The international poetry reading, which kicked off the week’s events at 7 p.m. Monday night in Davies Center, is English faculty member Jacqueline Bailey’s favorite part of the event.

“The international poetry reading is such a wonderful event,” Bailey said. “I highly encourage (my students) to go.”

Rex, too, said she encourages students to attend English Fest events.

“I think it’s great for students to come and hear things like the international poetry reading, see our keynote speakers or even present a creative work or a scholarly paper in a conference-style setting,” Rex said. Rex noted student presentations range from creative works to foreign language or education panels, and students from every major — not just English — are encouraged to present and attend.

For senior Claire Sarafin, English Fest is an opportunity to present her women’s studies capstone work.

“English Fest is a great opportunity for students, whether or not they are English majors or minors,” Sarafin said. “There’s a lot of work put into these events and students would benefit from going to see them.”

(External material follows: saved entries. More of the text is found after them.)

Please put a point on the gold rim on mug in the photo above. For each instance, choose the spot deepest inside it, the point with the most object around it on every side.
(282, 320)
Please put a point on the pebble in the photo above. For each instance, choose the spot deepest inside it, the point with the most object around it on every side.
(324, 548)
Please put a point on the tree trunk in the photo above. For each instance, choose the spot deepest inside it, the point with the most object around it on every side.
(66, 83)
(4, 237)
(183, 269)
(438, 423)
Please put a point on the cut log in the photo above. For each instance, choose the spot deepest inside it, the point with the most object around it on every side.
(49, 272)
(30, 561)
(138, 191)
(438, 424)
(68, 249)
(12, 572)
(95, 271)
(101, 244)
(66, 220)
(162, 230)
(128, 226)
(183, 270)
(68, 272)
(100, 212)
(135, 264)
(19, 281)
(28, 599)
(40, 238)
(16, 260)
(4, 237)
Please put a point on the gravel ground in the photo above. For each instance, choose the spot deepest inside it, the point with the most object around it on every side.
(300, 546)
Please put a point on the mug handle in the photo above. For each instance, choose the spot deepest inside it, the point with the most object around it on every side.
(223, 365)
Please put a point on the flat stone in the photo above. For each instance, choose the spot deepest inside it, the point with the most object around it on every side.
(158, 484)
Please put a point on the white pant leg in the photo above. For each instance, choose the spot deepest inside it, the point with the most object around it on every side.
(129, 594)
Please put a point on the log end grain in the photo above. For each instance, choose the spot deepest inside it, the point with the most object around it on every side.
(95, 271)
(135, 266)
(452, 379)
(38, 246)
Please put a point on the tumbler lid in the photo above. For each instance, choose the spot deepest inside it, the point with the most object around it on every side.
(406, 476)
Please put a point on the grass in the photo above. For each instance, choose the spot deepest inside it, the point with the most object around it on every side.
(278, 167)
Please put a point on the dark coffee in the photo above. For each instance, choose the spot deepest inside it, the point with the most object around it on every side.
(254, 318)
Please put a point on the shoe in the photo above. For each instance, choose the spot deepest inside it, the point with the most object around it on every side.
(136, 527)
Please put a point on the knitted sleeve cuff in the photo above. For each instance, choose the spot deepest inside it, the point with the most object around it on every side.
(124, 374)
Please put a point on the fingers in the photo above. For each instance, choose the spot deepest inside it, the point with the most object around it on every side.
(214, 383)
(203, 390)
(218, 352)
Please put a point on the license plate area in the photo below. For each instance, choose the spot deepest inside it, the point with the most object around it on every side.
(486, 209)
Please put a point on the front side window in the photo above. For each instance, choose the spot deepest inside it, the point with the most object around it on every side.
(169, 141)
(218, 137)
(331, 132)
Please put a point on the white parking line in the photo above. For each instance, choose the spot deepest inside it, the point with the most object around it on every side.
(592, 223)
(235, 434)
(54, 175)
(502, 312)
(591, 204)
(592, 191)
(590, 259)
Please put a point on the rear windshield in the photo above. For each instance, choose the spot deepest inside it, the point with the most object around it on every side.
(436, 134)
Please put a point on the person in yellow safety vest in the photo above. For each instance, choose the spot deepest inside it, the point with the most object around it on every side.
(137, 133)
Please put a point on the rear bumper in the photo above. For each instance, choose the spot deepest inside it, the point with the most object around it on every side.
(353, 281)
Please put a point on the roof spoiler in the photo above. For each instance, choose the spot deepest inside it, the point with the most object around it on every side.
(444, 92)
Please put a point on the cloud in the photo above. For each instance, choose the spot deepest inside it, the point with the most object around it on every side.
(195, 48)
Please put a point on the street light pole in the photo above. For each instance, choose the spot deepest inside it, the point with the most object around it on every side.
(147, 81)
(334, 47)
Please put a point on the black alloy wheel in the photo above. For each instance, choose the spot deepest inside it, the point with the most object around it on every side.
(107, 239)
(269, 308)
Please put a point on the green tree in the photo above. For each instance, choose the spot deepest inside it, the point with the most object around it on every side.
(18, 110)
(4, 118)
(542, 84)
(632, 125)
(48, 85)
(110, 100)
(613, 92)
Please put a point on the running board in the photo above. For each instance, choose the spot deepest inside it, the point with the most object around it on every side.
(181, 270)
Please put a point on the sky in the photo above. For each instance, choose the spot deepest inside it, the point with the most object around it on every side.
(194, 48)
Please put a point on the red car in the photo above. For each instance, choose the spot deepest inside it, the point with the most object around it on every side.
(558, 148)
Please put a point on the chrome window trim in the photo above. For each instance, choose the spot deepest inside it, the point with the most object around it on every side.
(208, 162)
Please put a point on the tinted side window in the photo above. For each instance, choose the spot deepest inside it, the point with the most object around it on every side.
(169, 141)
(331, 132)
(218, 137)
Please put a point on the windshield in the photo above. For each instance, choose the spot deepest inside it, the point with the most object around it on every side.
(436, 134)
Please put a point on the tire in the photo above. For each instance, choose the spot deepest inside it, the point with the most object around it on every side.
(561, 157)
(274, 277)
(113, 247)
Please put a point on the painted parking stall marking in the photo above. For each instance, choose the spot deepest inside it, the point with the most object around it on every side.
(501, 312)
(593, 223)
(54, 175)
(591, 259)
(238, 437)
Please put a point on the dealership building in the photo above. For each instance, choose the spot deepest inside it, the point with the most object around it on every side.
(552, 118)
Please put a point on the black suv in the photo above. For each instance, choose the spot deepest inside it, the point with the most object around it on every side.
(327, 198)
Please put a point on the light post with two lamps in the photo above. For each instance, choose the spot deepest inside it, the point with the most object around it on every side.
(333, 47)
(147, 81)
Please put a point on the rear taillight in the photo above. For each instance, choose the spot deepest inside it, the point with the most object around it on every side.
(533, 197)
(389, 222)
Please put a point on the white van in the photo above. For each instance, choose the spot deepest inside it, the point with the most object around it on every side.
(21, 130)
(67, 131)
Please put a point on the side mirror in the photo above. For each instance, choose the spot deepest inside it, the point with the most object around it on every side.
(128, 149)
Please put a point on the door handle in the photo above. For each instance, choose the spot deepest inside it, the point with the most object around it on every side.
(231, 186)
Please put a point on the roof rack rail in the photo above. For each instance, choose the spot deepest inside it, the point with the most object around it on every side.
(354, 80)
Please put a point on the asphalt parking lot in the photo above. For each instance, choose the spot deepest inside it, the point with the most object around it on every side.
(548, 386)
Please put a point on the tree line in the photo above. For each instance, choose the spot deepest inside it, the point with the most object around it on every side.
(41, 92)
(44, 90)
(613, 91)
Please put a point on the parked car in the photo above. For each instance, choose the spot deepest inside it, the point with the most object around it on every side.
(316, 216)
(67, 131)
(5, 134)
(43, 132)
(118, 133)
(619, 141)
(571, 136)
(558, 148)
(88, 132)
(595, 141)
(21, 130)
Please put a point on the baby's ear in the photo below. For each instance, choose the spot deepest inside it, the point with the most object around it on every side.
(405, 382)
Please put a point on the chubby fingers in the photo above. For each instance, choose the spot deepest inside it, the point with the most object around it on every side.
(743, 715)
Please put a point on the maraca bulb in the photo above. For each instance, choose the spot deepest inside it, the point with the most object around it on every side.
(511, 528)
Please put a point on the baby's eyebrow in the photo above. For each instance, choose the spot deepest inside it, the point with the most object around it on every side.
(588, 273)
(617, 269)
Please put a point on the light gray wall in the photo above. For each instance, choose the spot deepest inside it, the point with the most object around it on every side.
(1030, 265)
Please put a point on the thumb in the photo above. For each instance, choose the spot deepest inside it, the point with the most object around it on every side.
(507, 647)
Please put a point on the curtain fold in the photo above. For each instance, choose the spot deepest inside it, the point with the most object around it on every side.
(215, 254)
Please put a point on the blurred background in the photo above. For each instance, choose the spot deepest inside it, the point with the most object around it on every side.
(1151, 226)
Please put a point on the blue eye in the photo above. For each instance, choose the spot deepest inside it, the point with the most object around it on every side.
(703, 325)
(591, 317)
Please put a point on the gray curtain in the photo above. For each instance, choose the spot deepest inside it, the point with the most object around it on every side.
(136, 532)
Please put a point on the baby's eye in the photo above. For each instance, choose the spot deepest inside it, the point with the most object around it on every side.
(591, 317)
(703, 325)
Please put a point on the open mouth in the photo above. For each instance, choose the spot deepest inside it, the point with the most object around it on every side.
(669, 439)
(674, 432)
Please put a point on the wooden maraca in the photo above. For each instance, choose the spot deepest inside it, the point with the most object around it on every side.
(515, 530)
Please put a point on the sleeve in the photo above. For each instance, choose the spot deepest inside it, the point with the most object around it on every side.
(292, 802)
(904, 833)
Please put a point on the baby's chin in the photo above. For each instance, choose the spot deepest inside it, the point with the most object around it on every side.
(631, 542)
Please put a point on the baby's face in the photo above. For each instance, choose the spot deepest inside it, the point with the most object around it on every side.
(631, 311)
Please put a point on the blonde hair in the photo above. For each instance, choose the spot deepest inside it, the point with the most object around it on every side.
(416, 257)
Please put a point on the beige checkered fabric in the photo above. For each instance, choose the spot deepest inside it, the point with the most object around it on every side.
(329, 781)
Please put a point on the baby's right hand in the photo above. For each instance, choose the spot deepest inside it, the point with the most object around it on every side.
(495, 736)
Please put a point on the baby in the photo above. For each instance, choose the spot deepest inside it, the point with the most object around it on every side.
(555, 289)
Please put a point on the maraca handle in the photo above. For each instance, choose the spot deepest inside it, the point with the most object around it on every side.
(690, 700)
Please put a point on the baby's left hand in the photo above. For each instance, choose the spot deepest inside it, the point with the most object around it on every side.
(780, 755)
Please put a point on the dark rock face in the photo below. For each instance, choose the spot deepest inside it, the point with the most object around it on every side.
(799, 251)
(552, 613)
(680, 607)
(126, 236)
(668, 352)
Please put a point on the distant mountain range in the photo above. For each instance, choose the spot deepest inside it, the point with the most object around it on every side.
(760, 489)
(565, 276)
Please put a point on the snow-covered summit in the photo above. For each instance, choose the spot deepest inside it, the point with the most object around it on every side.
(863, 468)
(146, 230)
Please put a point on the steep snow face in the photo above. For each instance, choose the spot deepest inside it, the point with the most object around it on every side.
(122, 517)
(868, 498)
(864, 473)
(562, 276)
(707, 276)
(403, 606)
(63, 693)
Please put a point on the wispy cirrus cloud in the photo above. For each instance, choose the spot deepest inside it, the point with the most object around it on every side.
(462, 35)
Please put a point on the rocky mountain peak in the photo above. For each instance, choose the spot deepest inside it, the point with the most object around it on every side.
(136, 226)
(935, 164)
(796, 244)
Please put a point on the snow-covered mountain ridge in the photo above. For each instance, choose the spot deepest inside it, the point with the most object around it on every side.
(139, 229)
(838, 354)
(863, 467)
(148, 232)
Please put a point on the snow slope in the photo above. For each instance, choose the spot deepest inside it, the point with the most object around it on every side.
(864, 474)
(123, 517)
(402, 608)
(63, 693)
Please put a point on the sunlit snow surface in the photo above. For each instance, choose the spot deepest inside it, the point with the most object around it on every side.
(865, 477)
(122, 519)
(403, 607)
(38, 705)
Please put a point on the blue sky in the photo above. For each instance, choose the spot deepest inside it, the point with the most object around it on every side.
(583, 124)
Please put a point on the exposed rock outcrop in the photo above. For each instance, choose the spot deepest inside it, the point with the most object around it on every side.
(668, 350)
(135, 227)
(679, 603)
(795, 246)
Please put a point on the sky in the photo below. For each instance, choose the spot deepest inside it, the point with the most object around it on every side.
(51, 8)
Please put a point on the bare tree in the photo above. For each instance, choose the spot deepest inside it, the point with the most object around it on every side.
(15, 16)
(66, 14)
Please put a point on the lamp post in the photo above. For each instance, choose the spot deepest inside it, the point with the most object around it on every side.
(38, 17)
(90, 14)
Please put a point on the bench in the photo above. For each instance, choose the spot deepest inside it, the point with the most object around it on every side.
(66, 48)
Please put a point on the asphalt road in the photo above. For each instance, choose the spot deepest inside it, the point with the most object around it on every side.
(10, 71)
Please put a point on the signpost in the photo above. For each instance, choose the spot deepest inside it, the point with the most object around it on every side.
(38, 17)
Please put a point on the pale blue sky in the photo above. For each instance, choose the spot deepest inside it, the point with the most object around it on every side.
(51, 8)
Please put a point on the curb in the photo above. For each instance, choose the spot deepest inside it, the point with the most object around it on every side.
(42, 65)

Sarafin is correct: There is a lot of work put into English Fest, the planning process for which begins in fall each year.

“This has been two semesters worth of really hard work done by about 20 of us,” said senior Katie Wanzer, who was tasked with selecting the music to play on the campus mall both Tuesday and Thursday. “It’s been very chaotic and very long … it’s finally great to see it all come together.”

Wanzer said she got involved because she’s passionate about English.

“A lot of people don’t really know about how much English and writing really does expand our world,” she said.

Through English Fest, the love of English is shared not only across disciplines, but now, across the UW System. This year, Eau Claire students are joined by UW-Superior students, according to Rex.

“We have two panels of students from UW-Superior who are going to come down and present their work,” Rex said. “I really love that it’s going to other campuses this year.”

Rex said she hopes the trend will continue and expand to include more System schools in future years.

Wanzer best summed up the week: “It’s so fulfilling, knowing that kids are finally getting their chance to share their work and speak their mind.”

The week’s events conclude tonight with keynote speaker Linda Hogan speaking at 7 p.m. in the Council Fire Room in Davies Center.